As RSV season approaches, remember these key points in managing bronchiolitis:
Diagnosis is clinical - labs and XRays will not help you, unless you want to rule out a specific alternate diagnosis. It's all about the H&P.
Supportive care, including bulb suction of secretions, placing the child in a position of comfort, and possibly providing humidified air, is the mainstay of treatment.
Ribavirin, corticosteroids, and antibiotics are not indicated. Don't use them.
Bronchodilators have no benefit in bronchiolitis alone, and non-response to bronchodilators supports the diagnosis of bronchiolitis. If a trial does work, know what you are treating - some children with bronchiolitis may have an underlying component of reactive airway disease, and should be treated accordingly.
Before disposition be sure that the child can tolerate PO. A fussy, tachypneic child may require admission for IV hydration if they are unable to tolerate feeds - recall that infants are obligate nose breathers.
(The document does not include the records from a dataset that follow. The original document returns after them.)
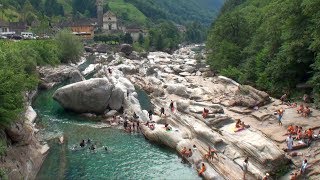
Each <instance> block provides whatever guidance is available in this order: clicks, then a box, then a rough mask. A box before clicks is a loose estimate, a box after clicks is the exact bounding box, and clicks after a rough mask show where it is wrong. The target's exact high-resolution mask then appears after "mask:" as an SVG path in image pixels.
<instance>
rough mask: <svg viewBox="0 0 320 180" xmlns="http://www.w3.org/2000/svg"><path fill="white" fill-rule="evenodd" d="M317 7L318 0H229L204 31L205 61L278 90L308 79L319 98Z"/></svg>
mask: <svg viewBox="0 0 320 180" xmlns="http://www.w3.org/2000/svg"><path fill="white" fill-rule="evenodd" d="M318 7H320V1H317V0H295V1H291V0H265V1H260V0H241V1H239V0H229V1H227V2H226V4H225V6H224V7H223V8H222V12H221V14H220V15H219V17H218V18H217V20H216V21H215V23H214V25H213V27H212V29H211V31H210V33H209V36H208V41H207V50H208V52H209V56H208V63H209V64H210V65H211V68H212V69H214V70H216V71H219V72H220V73H221V74H223V75H226V76H229V77H231V78H234V79H236V80H238V81H239V82H241V83H245V84H251V85H254V86H256V87H258V88H260V89H263V90H267V91H268V92H270V93H272V94H273V95H277V96H280V95H281V94H282V93H284V92H289V93H290V94H294V93H295V91H296V90H297V89H296V86H297V85H298V84H305V83H307V84H310V85H312V89H311V90H313V93H314V97H315V98H316V99H317V102H319V97H318V96H319V90H320V84H319V82H320V31H319V28H318V27H319V25H320V11H319V10H318ZM311 90H310V91H311ZM306 92H307V90H306ZM307 93H308V92H307Z"/></svg>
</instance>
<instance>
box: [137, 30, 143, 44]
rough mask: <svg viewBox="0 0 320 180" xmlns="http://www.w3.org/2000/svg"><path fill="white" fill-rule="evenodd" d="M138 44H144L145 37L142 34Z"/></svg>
mask: <svg viewBox="0 0 320 180" xmlns="http://www.w3.org/2000/svg"><path fill="white" fill-rule="evenodd" d="M138 43H139V44H140V45H142V44H143V43H144V37H143V34H142V33H139V38H138Z"/></svg>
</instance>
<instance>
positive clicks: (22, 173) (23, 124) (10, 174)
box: [0, 90, 49, 179]
mask: <svg viewBox="0 0 320 180" xmlns="http://www.w3.org/2000/svg"><path fill="white" fill-rule="evenodd" d="M36 95H37V90H35V91H31V92H27V93H26V94H25V104H26V106H25V107H26V108H25V112H24V115H22V116H21V118H20V119H19V120H17V121H16V122H15V123H14V124H12V125H11V126H10V127H7V128H5V129H4V130H3V131H0V137H1V139H4V140H5V142H7V145H8V147H7V151H6V154H5V156H3V157H2V158H1V160H0V162H1V163H0V167H2V168H4V169H5V170H6V171H7V172H6V174H7V176H8V178H9V179H35V177H36V175H37V172H38V171H39V169H40V167H41V164H42V162H43V160H44V158H45V155H46V152H47V151H48V150H49V146H48V145H46V144H41V143H40V142H39V139H38V138H37V137H36V133H37V132H38V129H37V128H36V125H35V122H34V121H35V119H36V117H37V113H36V112H35V111H34V110H33V108H32V107H31V102H32V100H33V98H34V97H35V96H36Z"/></svg>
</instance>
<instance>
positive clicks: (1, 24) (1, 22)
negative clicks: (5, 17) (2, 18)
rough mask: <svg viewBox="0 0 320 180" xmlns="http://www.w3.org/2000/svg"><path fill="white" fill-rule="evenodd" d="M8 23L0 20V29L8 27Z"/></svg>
mask: <svg viewBox="0 0 320 180" xmlns="http://www.w3.org/2000/svg"><path fill="white" fill-rule="evenodd" d="M8 26H9V23H8V22H6V21H3V20H0V27H8Z"/></svg>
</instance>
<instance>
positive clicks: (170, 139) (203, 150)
mask: <svg viewBox="0 0 320 180" xmlns="http://www.w3.org/2000/svg"><path fill="white" fill-rule="evenodd" d="M115 57H116V59H115V60H114V61H115V62H116V61H117V58H120V57H117V56H115ZM121 58H122V62H123V64H121V65H117V64H113V66H112V69H113V71H114V72H116V73H115V74H114V73H113V74H112V75H110V74H108V73H106V72H103V70H101V71H100V72H98V73H99V74H100V76H103V77H104V76H105V77H108V78H109V79H110V80H111V81H112V82H114V83H117V82H119V78H121V77H122V76H125V75H127V76H126V77H127V78H129V79H130V80H131V82H133V83H134V84H135V85H138V86H140V87H141V88H143V89H145V90H146V91H147V92H149V93H150V95H151V99H152V104H153V105H154V106H155V111H156V114H159V110H160V108H161V107H164V108H165V114H166V116H162V117H158V116H157V115H154V116H155V117H154V120H155V121H156V124H155V129H154V130H150V129H149V128H148V127H147V126H142V127H141V128H142V132H143V134H144V135H145V137H146V138H148V139H149V140H151V141H154V142H157V143H161V144H165V145H167V146H169V147H171V148H173V149H176V150H177V151H178V152H180V150H181V149H182V148H183V147H187V148H191V147H192V146H193V145H196V147H197V151H196V152H195V154H194V155H193V156H192V157H190V158H187V159H188V161H189V162H190V163H192V164H194V165H195V166H194V167H195V168H200V164H201V162H204V163H205V165H206V167H207V170H206V172H205V173H204V174H203V176H204V177H205V178H206V179H237V178H239V177H240V176H241V175H242V174H243V172H242V169H241V167H242V162H243V160H244V159H245V158H246V157H249V159H250V160H249V164H250V165H249V167H250V168H249V173H248V175H247V178H248V179H258V178H261V177H262V176H263V175H264V174H265V173H266V172H274V171H275V170H276V169H277V168H278V167H280V166H282V165H283V164H285V163H287V162H288V159H287V158H286V157H285V156H284V153H283V152H282V151H281V149H280V148H279V147H278V146H277V145H276V144H275V143H274V142H273V141H272V140H270V139H269V138H267V137H266V136H265V135H264V133H263V132H261V131H260V130H257V129H256V128H253V127H250V128H249V129H245V130H243V131H240V132H235V131H234V127H235V118H236V117H235V116H234V115H233V114H230V113H229V112H231V111H229V108H234V107H239V108H252V107H254V106H260V107H261V106H263V105H266V104H269V103H270V102H271V101H270V97H269V95H268V94H267V93H264V92H262V91H258V90H256V89H254V88H252V87H250V86H243V85H240V84H238V83H236V82H235V81H233V80H231V79H229V78H226V77H222V76H219V77H204V76H205V75H206V74H210V72H209V69H208V68H207V67H206V66H205V65H201V64H197V62H196V60H195V53H193V52H192V51H190V49H188V48H184V49H180V50H178V51H177V52H175V53H174V54H173V55H170V54H167V53H163V52H153V53H150V54H149V56H148V58H145V59H142V60H137V61H136V60H129V59H126V58H125V57H121ZM111 64H112V62H111ZM109 67H110V64H109ZM128 67H134V69H138V72H139V73H135V72H136V71H133V70H131V69H133V68H130V70H125V71H123V72H122V73H117V72H118V70H119V71H120V70H122V69H124V68H128ZM200 69H201V71H200ZM151 70H152V71H151ZM211 74H212V73H211ZM213 74H214V73H213ZM170 100H173V101H174V105H175V107H176V109H175V111H174V112H171V110H170V109H169V103H170ZM125 104H126V106H125V109H126V111H127V113H128V112H137V113H138V115H139V116H140V119H141V120H143V121H148V113H147V111H141V110H139V108H140V106H139V102H138V100H137V99H136V97H135V96H134V93H132V94H131V95H130V97H129V98H126V99H125ZM204 108H206V109H208V110H209V113H208V115H207V117H206V118H203V117H202V111H203V109H204ZM251 112H252V111H250V112H249V113H251ZM164 124H169V125H170V126H171V127H172V130H171V131H166V130H165V128H164ZM208 146H212V147H214V148H215V149H217V150H218V151H219V153H218V156H219V158H218V159H217V158H214V159H212V160H211V159H209V160H206V159H204V158H203V157H204V155H205V154H206V153H207V151H208Z"/></svg>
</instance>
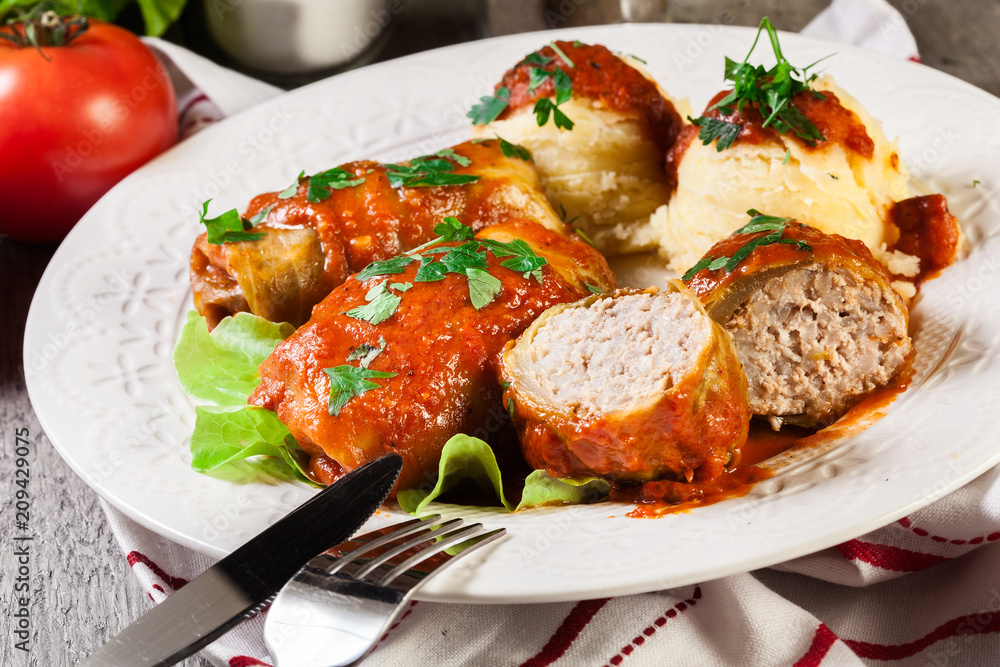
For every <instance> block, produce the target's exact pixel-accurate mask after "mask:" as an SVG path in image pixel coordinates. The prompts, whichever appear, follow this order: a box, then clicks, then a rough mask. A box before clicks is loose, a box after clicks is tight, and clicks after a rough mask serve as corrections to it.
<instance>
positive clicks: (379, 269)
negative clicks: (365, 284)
mask: <svg viewBox="0 0 1000 667" xmlns="http://www.w3.org/2000/svg"><path fill="white" fill-rule="evenodd" d="M413 261H415V258H414V257H411V256H409V255H399V256H397V257H393V258H392V259H384V260H379V261H377V262H372V263H371V264H369V265H368V266H366V267H365V268H363V269H362V270H361V272H360V273H358V274H357V275H356V276H354V277H355V278H357V279H358V280H361V281H364V280H368V279H369V278H374V277H375V276H387V275H390V274H395V273H402V272H403V269H405V268H406V265H407V264H409V263H410V262H413Z"/></svg>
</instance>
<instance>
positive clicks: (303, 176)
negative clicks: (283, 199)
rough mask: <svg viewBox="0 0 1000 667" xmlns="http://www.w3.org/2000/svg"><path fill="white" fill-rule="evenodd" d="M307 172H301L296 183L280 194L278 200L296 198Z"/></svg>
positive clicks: (295, 181)
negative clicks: (296, 196)
mask: <svg viewBox="0 0 1000 667" xmlns="http://www.w3.org/2000/svg"><path fill="white" fill-rule="evenodd" d="M305 175H306V172H305V170H303V171H300V172H299V175H298V176H296V177H295V182H294V183H292V184H291V185H289V186H288V187H287V188H285V189H284V190H282V191H281V192H279V193H278V199H291V198H292V197H294V196H295V193H296V192H298V191H299V183H301V182H302V179H303V178H304V177H305Z"/></svg>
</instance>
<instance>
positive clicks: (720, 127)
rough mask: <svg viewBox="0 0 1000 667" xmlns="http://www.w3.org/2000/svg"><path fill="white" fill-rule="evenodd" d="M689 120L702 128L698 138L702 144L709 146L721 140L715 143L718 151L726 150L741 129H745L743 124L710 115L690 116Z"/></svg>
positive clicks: (699, 131)
mask: <svg viewBox="0 0 1000 667" xmlns="http://www.w3.org/2000/svg"><path fill="white" fill-rule="evenodd" d="M688 120H690V121H691V122H692V123H693V124H694V125H697V126H698V127H700V128H701V130H699V132H698V138H699V139H701V143H702V144H705V145H706V146H707V145H708V144H710V143H712V142H713V141H715V140H716V139H718V140H719V143H717V144H716V145H715V149H716V150H718V151H724V150H726V149H727V148H729V147H730V146H732V145H733V142H734V141H736V137H738V136H739V134H740V130H742V129H743V125H742V124H740V123H730V122H727V121H724V120H719V119H718V118H710V117H708V116H700V117H698V118H691V117H690V116H688Z"/></svg>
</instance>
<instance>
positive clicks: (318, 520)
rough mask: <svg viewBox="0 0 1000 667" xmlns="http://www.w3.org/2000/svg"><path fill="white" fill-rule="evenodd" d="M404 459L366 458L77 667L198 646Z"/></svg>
mask: <svg viewBox="0 0 1000 667" xmlns="http://www.w3.org/2000/svg"><path fill="white" fill-rule="evenodd" d="M402 465H403V459H402V457H400V456H399V455H398V454H389V455H387V456H384V457H382V458H380V459H378V460H377V461H372V462H371V463H368V464H365V465H363V466H361V467H360V468H357V469H356V470H354V471H352V472H351V473H349V474H348V475H346V476H345V477H343V478H342V479H340V480H338V481H336V482H334V483H333V484H331V485H330V486H328V487H327V488H325V489H324V490H323V491H321V492H320V493H318V494H316V495H315V496H313V497H312V498H310V499H309V500H307V501H306V502H305V503H303V504H302V505H300V506H299V507H297V508H296V509H294V510H292V511H291V512H290V513H289V514H287V515H286V516H285V517H284V518H282V519H281V520H279V521H278V522H277V523H275V524H274V525H273V526H271V527H270V528H268V529H266V530H264V531H263V532H262V533H260V534H259V535H257V536H256V537H254V538H253V539H251V540H250V541H249V542H247V543H246V544H244V545H243V546H241V547H240V548H239V549H237V550H236V551H234V552H233V553H231V554H229V555H228V556H226V557H225V558H223V559H222V560H220V561H219V562H218V563H216V564H215V565H213V566H212V567H210V568H208V569H207V570H205V571H204V572H203V573H201V574H200V575H198V576H197V577H195V578H194V579H193V580H191V581H190V582H188V583H187V584H186V585H185V586H184V587H183V588H181V589H180V590H178V591H177V592H175V593H174V594H173V595H171V596H170V597H168V598H167V599H166V600H164V601H163V602H161V603H160V604H158V605H157V606H156V607H154V608H153V609H151V610H150V611H148V612H147V613H146V614H144V615H143V616H141V617H139V619H138V620H136V621H135V622H133V623H132V624H131V625H129V626H128V627H127V628H125V629H124V630H122V631H121V632H119V633H118V634H117V635H115V636H114V637H112V639H111V640H110V641H109V642H108V643H107V644H105V645H104V646H103V647H101V648H100V649H98V650H97V652H95V653H94V654H92V655H91V656H90V657H89V658H87V659H86V660H84V661H83V662H82V663H80V665H79V667H140V666H141V667H160V666H166V665H172V664H174V663H176V662H178V661H180V660H182V659H184V658H186V657H187V656H189V655H191V654H193V653H196V652H197V651H199V650H201V649H202V648H204V647H205V646H206V645H208V644H209V643H211V642H212V641H214V640H215V639H217V638H218V637H220V636H221V635H222V634H224V633H225V632H227V631H229V630H230V629H232V628H233V627H235V626H236V625H238V624H239V623H240V622H242V621H243V620H245V619H247V618H249V617H251V616H253V615H254V614H255V613H257V612H258V611H260V610H261V609H262V608H263V607H264V606H266V605H267V604H269V603H270V600H271V598H273V597H274V596H275V595H276V594H277V593H278V591H280V590H281V587H282V586H284V585H285V583H286V582H287V581H288V580H289V579H290V578H291V577H292V576H293V575H294V574H295V573H296V572H298V571H299V569H300V568H301V567H302V566H303V565H305V564H306V562H307V561H308V560H309V559H310V558H312V557H313V556H315V555H316V554H318V553H321V552H323V551H326V550H327V549H329V548H331V547H333V546H335V545H337V544H340V543H341V542H343V541H345V540H346V539H347V538H349V537H350V536H351V535H353V534H354V533H355V532H356V531H357V530H358V528H360V527H361V526H362V525H363V524H364V523H365V522H366V521H367V520H368V518H369V517H370V516H371V515H372V514H373V513H374V512H375V510H377V509H378V507H379V506H380V505H381V504H382V502H383V501H385V499H386V497H388V495H389V491H391V490H392V486H393V484H395V483H396V479H397V478H398V477H399V472H400V470H401V469H402Z"/></svg>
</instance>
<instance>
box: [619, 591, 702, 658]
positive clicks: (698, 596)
mask: <svg viewBox="0 0 1000 667" xmlns="http://www.w3.org/2000/svg"><path fill="white" fill-rule="evenodd" d="M700 599H701V586H695V587H694V594H693V595H692V596H691V597H690V598H688V599H687V600H685V601H684V602H678V603H677V604H675V605H674V606H673V607H671V608H670V609H668V610H667V611H666V612H664V614H663V615H662V616H660V617H659V618H657V619H656V620H655V621H653V622H652V623H650V624H649V626H648V627H647V628H646V629H645V630H643V631H642V632H640V633H639V634H638V635H636V636H635V638H634V639H632V641H631V642H629V643H628V644H626V645H625V646H624V647H622V649H621V650H620V651H618V653H617V654H615V655H613V656H611V659H610V660H608V662H607V663H605V666H604V667H608V666H609V665H614V667H618V665H620V664H622V662H623V661H624V660H625V657H626V656H629V655H632V653H633V652H634V651H635V650H636V649H637V648H638V647H640V646H642V645H643V644H645V643H646V638H647V637H652V636H653V634H654V633H655V632H656V629H657V628H662V627H663V626H664V625H666V623H667V619H670V618H675V617H676V616H677V614H679V613H684V611H685V610H687V609H690V608H691V607H693V606H695V605H696V604H697V603H698V600H700Z"/></svg>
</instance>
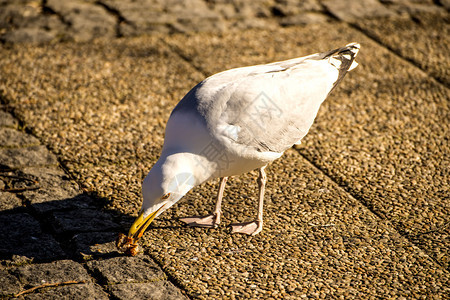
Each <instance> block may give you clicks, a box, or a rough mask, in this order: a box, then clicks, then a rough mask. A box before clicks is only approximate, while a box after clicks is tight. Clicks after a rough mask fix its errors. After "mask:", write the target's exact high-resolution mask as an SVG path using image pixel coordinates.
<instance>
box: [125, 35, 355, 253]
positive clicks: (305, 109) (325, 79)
mask: <svg viewBox="0 0 450 300" xmlns="http://www.w3.org/2000/svg"><path fill="white" fill-rule="evenodd" d="M359 48H360V45H359V44H358V43H350V44H348V45H346V46H345V47H342V48H338V49H334V50H331V51H328V52H323V53H316V54H312V55H308V56H304V57H299V58H294V59H290V60H285V61H281V62H274V63H269V64H263V65H256V66H249V67H242V68H236V69H231V70H227V71H224V72H221V73H218V74H215V75H212V76H210V77H208V78H206V79H205V80H203V81H202V82H200V83H199V84H197V85H196V86H195V87H194V88H193V89H191V90H190V91H189V92H188V93H187V94H186V95H185V96H184V97H183V98H182V99H181V101H180V102H179V103H178V104H177V105H176V107H175V108H174V109H173V111H172V113H171V115H170V117H169V120H168V122H167V126H166V132H165V139H164V145H163V149H162V152H161V156H160V158H159V159H158V161H157V162H156V163H155V165H154V166H153V167H152V169H151V170H150V172H149V173H148V175H147V176H146V177H145V179H144V182H143V185H142V196H143V203H142V208H141V210H140V213H139V216H138V217H137V219H136V220H135V222H134V223H133V224H132V226H131V228H130V230H129V233H128V236H127V237H125V236H124V235H123V236H122V237H121V239H119V240H120V241H119V242H118V247H119V248H122V249H125V251H127V249H131V248H133V247H136V245H137V240H138V239H139V238H140V237H141V236H142V234H143V233H144V231H145V230H146V228H147V227H148V226H149V224H150V223H151V222H152V221H153V220H154V218H156V217H157V216H159V215H160V214H161V213H162V212H164V211H165V210H167V209H168V208H169V207H171V206H172V205H174V204H175V203H176V202H177V201H178V200H180V199H181V198H182V197H183V196H184V195H185V194H186V193H187V192H188V191H189V190H191V189H192V188H194V187H195V186H198V185H200V184H202V183H204V182H206V181H209V180H212V179H215V178H220V184H219V191H218V193H217V202H216V205H215V209H214V211H213V212H212V213H211V214H210V215H208V216H200V217H198V216H196V217H187V218H183V219H181V221H183V222H185V223H186V224H188V225H189V226H200V227H216V226H218V225H219V224H220V221H221V205H222V198H223V193H224V189H225V185H226V182H227V179H228V177H230V176H233V175H240V174H243V173H246V172H249V171H252V170H255V169H258V170H259V177H258V180H257V182H258V186H259V197H258V214H257V216H256V219H255V220H252V221H249V222H245V223H239V224H232V225H231V227H232V232H233V233H243V234H248V235H256V234H258V233H259V232H261V230H262V228H263V202H264V189H265V185H266V172H265V168H266V166H267V164H269V163H270V162H272V161H274V160H275V159H277V158H279V157H280V156H282V154H283V153H284V151H286V150H287V149H289V148H291V147H292V146H293V145H296V144H300V142H301V140H302V138H303V137H304V136H305V135H306V134H307V133H308V131H309V129H310V127H311V125H312V124H313V121H314V119H315V117H316V115H317V112H318V110H319V107H320V105H321V104H322V102H323V101H324V100H325V98H326V97H327V96H328V94H329V93H330V92H331V91H332V90H333V89H334V88H335V87H336V86H337V85H338V84H339V82H341V80H342V79H343V78H344V76H345V74H346V73H347V72H348V71H350V70H352V69H354V68H355V67H356V66H357V65H358V64H357V63H356V61H355V57H356V55H357V54H358V51H359ZM128 252H130V251H128Z"/></svg>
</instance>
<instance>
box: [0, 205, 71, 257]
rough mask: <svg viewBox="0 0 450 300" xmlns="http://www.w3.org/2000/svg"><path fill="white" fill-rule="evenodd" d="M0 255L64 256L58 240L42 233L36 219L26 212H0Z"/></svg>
mask: <svg viewBox="0 0 450 300" xmlns="http://www.w3.org/2000/svg"><path fill="white" fill-rule="evenodd" d="M0 228H1V229H0V240H1V241H2V243H1V244H0V257H1V259H11V258H13V256H17V255H19V256H26V257H28V258H34V259H36V260H50V259H57V258H61V257H64V256H65V254H64V252H63V250H62V249H61V247H60V246H59V244H58V242H57V241H56V240H55V239H54V238H53V237H52V236H51V235H49V234H46V233H43V232H42V230H41V227H40V224H39V222H38V221H36V220H35V219H34V218H33V217H32V216H30V215H29V214H27V213H11V214H0Z"/></svg>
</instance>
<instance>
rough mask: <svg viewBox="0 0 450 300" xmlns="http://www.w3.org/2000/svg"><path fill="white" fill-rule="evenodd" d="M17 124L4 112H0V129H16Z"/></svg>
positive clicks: (14, 121) (4, 111)
mask: <svg viewBox="0 0 450 300" xmlns="http://www.w3.org/2000/svg"><path fill="white" fill-rule="evenodd" d="M18 125H19V122H18V121H17V120H16V119H15V118H14V117H13V116H12V115H11V114H10V113H7V112H6V111H3V110H0V127H10V128H17V126H18Z"/></svg>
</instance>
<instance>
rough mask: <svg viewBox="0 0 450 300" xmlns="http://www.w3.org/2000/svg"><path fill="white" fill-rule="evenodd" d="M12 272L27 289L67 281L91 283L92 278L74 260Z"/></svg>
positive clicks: (21, 267)
mask: <svg viewBox="0 0 450 300" xmlns="http://www.w3.org/2000/svg"><path fill="white" fill-rule="evenodd" d="M10 272H11V274H13V275H15V276H16V277H17V278H19V280H20V281H21V282H22V283H23V284H24V285H25V287H26V288H30V287H35V286H40V285H42V284H46V283H49V284H55V283H63V282H67V281H77V282H80V283H81V282H83V283H90V282H91V277H90V276H89V274H88V273H87V271H86V270H85V269H84V268H83V266H82V265H81V264H79V263H76V262H74V261H72V260H58V261H54V262H51V263H44V264H32V265H26V266H21V267H16V268H14V269H11V270H10Z"/></svg>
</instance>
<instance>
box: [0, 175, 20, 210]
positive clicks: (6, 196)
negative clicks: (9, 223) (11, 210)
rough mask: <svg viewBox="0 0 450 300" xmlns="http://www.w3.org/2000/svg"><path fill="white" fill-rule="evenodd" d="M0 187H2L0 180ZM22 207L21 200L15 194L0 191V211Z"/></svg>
mask: <svg viewBox="0 0 450 300" xmlns="http://www.w3.org/2000/svg"><path fill="white" fill-rule="evenodd" d="M0 188H2V187H1V182H0ZM22 207H23V206H22V201H21V200H20V199H19V198H17V196H16V195H15V194H13V193H6V192H1V191H0V212H4V211H5V210H11V209H16V208H22Z"/></svg>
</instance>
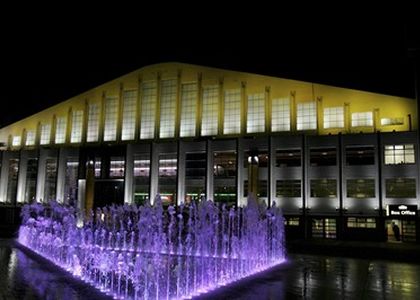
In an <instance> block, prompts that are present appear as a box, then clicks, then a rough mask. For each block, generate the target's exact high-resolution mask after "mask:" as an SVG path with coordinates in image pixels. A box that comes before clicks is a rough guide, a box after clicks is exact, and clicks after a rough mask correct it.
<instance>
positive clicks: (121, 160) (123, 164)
mask: <svg viewBox="0 0 420 300" xmlns="http://www.w3.org/2000/svg"><path fill="white" fill-rule="evenodd" d="M124 172H125V161H124V157H122V156H113V157H111V158H110V161H109V178H124Z"/></svg>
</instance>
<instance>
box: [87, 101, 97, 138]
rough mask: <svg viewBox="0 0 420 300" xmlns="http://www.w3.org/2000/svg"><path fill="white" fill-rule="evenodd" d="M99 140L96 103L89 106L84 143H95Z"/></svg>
mask: <svg viewBox="0 0 420 300" xmlns="http://www.w3.org/2000/svg"><path fill="white" fill-rule="evenodd" d="M98 139H99V107H98V105H97V104H96V103H91V104H89V109H88V127H87V136H86V141H88V142H97V141H98Z"/></svg>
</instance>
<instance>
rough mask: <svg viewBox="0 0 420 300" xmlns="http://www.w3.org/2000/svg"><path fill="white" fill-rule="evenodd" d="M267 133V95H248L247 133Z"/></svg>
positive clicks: (246, 124) (246, 122) (262, 93)
mask: <svg viewBox="0 0 420 300" xmlns="http://www.w3.org/2000/svg"><path fill="white" fill-rule="evenodd" d="M264 131H265V95H264V94H263V93H262V94H255V95H248V113H247V122H246V132H248V133H253V132H264Z"/></svg>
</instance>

Finally, beware the RSV bronchiolitis bounceback - the peak incidence of respiratory failure in RSV bronchiolitis is after 3-4 days of illness, when most children should be improving.
References
American Academy of Pediatrics Subcommittee on Diagnosis and Management of Bronchiolitis. Diagnosis and management of bronchiolitis. Pediatrics. Oct 2006;118(4):1774-93.
Jartti T, Mäkelä MJ, Vanto T, Ruuskanen O. The link between bronchiolitis and asthma. Infect Dis Clin North Am. Sep 2005;19(3):667-89.
Kellner JD, Ohlsson A, Gadomski AM, Wang EE. Efficacy of bronchodilator therapy in bronchiolitis. A meta-analysis. Arch PediatrAdolesc Med. Nov 1996;150(11):1166-72.